The three-month trials will be held in Nagoya, one of the major cities in western Japan, and in the metropolitan areas of Tokyo between January and March 2002.

The trials in Nagoya will provide information to taxi drivers and their customers using the Internet ITS. Drivers on the move can communicate via the Internet with the office, and their customers can browse city guide information in the car. There will be approximately 1,600 taxis using the services, Ishikawa said.

In the Tokyo metropolitan areas, around 70 car drivers will be offered the services, Ishikawa said. The trials will mainly focus on the Internet information service provided at several gas stations and direct settlement services for payment at some parking lots.

The services will be carried to the vehicles wirelessly by DSRC (dedicated short range communications) radio communication systems, according to a group statement.

An unspecified number of the vehicles in each area will be using Internet Protocol version 6 (IPv6), a technology the ITS project team has been promoting for "peer to peer" connections of every Internet vehicle in the future. IPv6 allows data to be collected on weather and road conditions, by monitoring and detecting each car via the Internet.

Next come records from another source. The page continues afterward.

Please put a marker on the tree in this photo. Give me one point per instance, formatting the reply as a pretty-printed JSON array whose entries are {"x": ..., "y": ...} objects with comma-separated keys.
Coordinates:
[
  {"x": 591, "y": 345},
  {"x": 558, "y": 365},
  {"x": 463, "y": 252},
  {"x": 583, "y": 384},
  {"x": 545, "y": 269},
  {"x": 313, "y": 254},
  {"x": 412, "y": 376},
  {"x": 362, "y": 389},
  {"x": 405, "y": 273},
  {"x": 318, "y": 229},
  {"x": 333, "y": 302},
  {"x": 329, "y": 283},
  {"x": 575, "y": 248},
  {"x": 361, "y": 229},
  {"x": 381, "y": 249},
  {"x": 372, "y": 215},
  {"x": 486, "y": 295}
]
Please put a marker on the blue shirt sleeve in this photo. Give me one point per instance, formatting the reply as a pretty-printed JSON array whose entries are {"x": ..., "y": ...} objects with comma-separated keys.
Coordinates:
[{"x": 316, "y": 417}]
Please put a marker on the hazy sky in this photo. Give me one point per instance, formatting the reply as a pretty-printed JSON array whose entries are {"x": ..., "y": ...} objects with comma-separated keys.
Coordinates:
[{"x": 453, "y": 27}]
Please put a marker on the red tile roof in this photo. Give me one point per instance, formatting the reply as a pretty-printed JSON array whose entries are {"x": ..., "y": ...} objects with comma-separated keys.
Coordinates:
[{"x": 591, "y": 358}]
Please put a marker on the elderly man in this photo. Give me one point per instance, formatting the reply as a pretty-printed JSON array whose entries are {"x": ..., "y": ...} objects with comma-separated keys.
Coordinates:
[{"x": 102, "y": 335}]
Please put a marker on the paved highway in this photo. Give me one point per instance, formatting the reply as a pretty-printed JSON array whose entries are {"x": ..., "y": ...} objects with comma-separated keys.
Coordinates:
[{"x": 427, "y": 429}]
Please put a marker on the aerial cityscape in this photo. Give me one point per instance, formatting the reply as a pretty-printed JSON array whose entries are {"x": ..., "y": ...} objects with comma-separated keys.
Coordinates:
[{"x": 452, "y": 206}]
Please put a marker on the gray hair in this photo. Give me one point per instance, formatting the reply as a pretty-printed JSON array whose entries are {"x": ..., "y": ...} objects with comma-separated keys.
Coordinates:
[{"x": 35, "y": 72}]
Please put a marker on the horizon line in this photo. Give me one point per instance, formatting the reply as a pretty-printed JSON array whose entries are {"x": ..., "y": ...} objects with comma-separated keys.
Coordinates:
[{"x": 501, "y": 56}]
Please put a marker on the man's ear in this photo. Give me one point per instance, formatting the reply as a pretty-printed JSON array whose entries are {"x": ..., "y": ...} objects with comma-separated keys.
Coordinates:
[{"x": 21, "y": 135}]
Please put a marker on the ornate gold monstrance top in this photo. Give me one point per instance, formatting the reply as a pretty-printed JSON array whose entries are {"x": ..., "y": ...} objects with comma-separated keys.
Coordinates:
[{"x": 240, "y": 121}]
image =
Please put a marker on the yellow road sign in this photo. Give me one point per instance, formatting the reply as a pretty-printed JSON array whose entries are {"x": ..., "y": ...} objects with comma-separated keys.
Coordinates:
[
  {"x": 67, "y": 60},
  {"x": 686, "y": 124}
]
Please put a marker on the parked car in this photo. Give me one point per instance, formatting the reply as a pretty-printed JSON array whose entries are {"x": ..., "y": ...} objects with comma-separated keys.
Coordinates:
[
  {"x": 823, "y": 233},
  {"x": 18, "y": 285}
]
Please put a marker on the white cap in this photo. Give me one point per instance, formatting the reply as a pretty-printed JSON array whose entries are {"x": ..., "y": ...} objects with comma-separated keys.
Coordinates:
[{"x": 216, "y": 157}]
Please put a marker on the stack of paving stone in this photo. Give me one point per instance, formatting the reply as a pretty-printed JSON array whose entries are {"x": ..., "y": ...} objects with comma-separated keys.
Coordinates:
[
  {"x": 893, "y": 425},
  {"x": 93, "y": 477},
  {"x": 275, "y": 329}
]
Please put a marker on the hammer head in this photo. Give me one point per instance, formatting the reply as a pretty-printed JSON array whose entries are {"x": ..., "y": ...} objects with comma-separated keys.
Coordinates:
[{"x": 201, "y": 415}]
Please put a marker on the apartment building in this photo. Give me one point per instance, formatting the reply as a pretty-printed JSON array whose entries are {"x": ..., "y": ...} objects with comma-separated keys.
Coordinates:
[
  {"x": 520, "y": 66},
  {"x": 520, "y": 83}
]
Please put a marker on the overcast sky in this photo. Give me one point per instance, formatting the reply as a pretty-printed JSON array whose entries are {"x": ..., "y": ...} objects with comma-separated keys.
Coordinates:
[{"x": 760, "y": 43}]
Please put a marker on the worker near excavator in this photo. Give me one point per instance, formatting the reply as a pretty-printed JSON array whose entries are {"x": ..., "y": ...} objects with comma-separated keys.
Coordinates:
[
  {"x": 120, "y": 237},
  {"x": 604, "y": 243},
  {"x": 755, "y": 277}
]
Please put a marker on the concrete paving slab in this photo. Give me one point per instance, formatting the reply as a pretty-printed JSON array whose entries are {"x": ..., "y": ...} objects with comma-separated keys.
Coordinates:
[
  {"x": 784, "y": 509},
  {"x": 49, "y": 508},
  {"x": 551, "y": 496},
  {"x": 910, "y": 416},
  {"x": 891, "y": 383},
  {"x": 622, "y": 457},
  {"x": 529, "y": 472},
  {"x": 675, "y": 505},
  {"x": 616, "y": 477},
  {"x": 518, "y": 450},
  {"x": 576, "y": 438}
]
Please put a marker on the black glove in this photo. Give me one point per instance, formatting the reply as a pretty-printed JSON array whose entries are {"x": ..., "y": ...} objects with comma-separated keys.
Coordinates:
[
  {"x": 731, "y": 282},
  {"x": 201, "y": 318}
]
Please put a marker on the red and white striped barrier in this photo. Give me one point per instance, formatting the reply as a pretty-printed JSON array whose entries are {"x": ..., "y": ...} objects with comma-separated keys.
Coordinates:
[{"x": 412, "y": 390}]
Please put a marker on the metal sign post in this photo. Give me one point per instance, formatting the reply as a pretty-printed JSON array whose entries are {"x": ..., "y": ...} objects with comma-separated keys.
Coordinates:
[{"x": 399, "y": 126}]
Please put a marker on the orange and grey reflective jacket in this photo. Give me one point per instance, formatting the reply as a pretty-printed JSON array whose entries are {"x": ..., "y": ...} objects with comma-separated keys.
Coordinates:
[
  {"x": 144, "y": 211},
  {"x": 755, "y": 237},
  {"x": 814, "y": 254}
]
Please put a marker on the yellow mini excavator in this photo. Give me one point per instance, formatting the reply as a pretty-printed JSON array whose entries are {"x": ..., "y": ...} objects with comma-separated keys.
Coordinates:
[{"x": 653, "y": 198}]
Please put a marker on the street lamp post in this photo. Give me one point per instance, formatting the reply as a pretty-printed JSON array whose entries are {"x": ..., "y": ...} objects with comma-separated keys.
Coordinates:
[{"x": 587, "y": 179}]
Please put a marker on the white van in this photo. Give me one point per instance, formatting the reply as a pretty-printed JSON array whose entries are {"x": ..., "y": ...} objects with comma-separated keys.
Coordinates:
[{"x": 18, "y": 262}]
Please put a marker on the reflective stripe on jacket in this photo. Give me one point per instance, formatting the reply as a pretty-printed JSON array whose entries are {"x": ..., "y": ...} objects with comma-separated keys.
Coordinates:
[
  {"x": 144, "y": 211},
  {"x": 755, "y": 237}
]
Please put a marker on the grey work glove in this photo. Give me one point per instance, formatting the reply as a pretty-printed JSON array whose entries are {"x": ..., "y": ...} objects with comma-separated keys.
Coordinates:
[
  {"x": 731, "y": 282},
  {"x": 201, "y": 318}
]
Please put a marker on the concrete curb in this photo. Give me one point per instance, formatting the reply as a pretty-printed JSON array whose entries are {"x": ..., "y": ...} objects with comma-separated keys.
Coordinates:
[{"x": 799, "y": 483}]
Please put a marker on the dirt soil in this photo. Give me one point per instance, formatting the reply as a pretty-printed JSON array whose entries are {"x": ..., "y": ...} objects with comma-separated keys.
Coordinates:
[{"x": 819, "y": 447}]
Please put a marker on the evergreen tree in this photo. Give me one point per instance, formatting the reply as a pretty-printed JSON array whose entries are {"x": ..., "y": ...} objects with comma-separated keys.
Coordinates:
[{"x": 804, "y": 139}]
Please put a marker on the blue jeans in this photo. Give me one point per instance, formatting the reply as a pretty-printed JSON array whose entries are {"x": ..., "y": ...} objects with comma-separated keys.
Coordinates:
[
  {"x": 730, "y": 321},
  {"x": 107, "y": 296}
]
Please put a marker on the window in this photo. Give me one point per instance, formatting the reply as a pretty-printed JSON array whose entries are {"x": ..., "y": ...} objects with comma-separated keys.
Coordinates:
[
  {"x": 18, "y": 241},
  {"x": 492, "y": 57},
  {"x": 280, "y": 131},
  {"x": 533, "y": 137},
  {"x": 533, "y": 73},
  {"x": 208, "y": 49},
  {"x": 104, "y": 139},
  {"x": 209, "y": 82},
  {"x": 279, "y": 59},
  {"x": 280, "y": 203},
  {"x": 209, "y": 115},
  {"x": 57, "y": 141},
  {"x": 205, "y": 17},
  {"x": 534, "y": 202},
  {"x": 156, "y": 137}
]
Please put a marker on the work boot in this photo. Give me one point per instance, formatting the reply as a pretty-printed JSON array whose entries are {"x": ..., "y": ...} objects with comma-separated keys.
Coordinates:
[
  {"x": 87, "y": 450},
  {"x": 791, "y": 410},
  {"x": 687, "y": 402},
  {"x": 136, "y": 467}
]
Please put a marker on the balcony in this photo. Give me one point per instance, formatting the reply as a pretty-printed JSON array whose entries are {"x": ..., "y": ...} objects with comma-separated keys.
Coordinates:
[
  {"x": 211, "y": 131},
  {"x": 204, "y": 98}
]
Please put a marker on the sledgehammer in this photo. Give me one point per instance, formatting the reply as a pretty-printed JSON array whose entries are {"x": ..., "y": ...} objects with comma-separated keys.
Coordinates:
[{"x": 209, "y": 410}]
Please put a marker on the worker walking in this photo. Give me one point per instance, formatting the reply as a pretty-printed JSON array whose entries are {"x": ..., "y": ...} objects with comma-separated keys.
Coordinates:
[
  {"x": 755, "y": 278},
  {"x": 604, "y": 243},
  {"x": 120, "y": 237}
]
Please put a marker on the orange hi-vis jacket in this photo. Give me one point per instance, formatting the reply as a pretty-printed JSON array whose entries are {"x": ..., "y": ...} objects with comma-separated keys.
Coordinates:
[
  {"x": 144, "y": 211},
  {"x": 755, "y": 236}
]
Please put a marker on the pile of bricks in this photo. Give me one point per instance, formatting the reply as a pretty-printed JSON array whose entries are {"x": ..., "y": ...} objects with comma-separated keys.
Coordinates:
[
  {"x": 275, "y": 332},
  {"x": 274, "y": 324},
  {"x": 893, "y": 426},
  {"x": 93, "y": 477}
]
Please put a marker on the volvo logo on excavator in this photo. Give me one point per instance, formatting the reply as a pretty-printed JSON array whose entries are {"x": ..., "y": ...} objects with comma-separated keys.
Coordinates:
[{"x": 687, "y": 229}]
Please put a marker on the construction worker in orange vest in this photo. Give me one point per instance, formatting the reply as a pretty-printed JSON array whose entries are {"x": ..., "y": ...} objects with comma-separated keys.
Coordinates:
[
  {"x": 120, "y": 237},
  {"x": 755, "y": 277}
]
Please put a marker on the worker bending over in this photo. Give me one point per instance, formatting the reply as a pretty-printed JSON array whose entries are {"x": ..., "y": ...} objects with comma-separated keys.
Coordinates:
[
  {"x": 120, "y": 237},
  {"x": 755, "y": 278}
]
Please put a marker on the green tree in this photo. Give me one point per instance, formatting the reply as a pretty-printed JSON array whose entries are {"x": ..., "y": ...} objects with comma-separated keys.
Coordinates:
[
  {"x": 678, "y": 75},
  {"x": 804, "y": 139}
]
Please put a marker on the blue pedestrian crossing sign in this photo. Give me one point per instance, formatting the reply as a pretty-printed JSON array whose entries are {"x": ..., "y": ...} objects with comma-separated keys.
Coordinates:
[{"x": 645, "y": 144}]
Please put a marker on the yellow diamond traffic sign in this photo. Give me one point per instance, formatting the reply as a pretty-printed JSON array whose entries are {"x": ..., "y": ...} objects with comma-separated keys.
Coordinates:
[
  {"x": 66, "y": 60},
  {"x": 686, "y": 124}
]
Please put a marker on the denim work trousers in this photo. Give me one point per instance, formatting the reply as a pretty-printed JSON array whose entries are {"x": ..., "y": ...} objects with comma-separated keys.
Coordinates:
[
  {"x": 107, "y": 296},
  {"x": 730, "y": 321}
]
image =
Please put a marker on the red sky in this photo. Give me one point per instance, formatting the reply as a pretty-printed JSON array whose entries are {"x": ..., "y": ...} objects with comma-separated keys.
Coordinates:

Current Internet Protocol version 4 (IPv4) addresses are due to run out soon. The shortage has been tided over by network address translation (NAT) technology, which fractures a single address so that it can be allotted to multiple devices. However, NAT cannot let every device to have a unique global Internet address.

IPv6, on the other hand, has a much bigger address space, which will allow every device -- from home appliances to cellular phones -- to have a unique global address, so that each device becomes detectable via the Internet.

Through the trails, the team hopes to build the foundation for vendors to develop and commercialize applications for the Internet ITS, according to the project team.